# Need a tow



## creteus

Moter is dead, cell phone dead. Wife typing on computer hoping someone could help.  Broke down.  If someone is on Lake Oconee, coordinates are N33 28-099  W083 17.418.

Need a tow please.

Matt Arden


----------



## bayoubetty

I'll message Chad Smith..


----------



## creteus

Thanks, he got a tow...


----------



## chad smith

I sent a message to BB! Creates if no one has came to your aid in an hr or 2 let me know and I'll borrow a boat and come get you!!!!!! My boat is out of commission at this moment!
Let me make a call or 2


----------



## bayoubetty

Thanks for the message Chad.  I guess they are good now.  If not, ya'll, I got the number of someone to help you out.


----------



## Nuttin Better

I can go get him. Im in Covington will take me an hour or so to get the boat hooked up and get down there. I need to know what part of the lake he is on. I have trouble getting under low bridges.


----------



## creteus

Hey guys thanks for the reply's. I texted my wife and she sent the message. What a day my cell phone died, I spent an hour chasing down 10 jugs in the water with the paddle. Started paddling for the marina and the paddle broke in half. Then the wind started blowing me back out away from the marina. Got to the bank and heres what really ticked me off.  A Glitter boat pulled up 60 feet from me and I thought he was going to help. Then I heard the splash of a lure 20 feet from my boat. Nice. He dropped his trolling motor and headed down the bank without so much as a word. I figured the motor out of the water and the cowl off was a give away as to my condition. Either way a fellow catfisherman saw me and came to help. 
I forgot to open the vent on the gas tank and when it quit running I noticed the bulb was completely flat.  Opened the vent got fuel back to the engine and it would only fire on one cylinder. I guess it pulled trash in the carb and stopped it up


----------



## DrewDennis

Who needs sea-tow when we have GON!  Maybe we should put a voluntary list of those closest to the lakes who are willing to help out a fellow GON brother (or sister!)?  I would be willing to go on the list to help for Balus creek area of Lanier as its about 30 minutes from me. 

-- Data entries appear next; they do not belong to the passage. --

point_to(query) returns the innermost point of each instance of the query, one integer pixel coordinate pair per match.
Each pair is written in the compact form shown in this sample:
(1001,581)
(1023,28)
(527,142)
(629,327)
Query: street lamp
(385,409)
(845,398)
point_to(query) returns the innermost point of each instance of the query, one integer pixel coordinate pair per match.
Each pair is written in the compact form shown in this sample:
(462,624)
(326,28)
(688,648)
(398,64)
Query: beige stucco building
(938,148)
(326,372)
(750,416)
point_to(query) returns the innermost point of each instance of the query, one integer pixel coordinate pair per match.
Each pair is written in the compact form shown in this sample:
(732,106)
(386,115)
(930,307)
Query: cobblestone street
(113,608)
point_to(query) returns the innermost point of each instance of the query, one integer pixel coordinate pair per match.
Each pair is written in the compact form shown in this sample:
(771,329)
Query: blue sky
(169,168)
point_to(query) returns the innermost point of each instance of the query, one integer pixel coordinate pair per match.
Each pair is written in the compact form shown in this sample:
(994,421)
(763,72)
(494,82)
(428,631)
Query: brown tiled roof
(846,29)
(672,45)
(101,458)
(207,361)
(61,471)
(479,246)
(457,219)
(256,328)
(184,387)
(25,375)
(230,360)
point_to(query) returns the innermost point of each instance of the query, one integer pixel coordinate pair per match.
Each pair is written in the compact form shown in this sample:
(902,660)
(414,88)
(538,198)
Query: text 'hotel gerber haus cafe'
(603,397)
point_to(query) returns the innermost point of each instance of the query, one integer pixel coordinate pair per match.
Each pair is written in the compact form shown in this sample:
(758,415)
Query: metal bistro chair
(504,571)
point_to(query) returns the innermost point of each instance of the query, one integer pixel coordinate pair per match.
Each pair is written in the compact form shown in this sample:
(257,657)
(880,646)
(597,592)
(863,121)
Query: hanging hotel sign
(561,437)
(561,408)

Creteus, glad you got some help! Kudo's to the one who helped you out. Positive karma is always a good thing....


----------



## Lawnmowerman

*"Help needed" list,,,,*



DrewDennis said:


> Who needs sea-tow when we have GON!  Maybe we should put a voluntary list of those closest to the lakes who are willing to help out a fellow GON brother (or sister!)?  I would be willing to go on the list to help for Balus creek area of Lanier as its about 30 minutes from me.



Yall know, this could/should be a great thing!!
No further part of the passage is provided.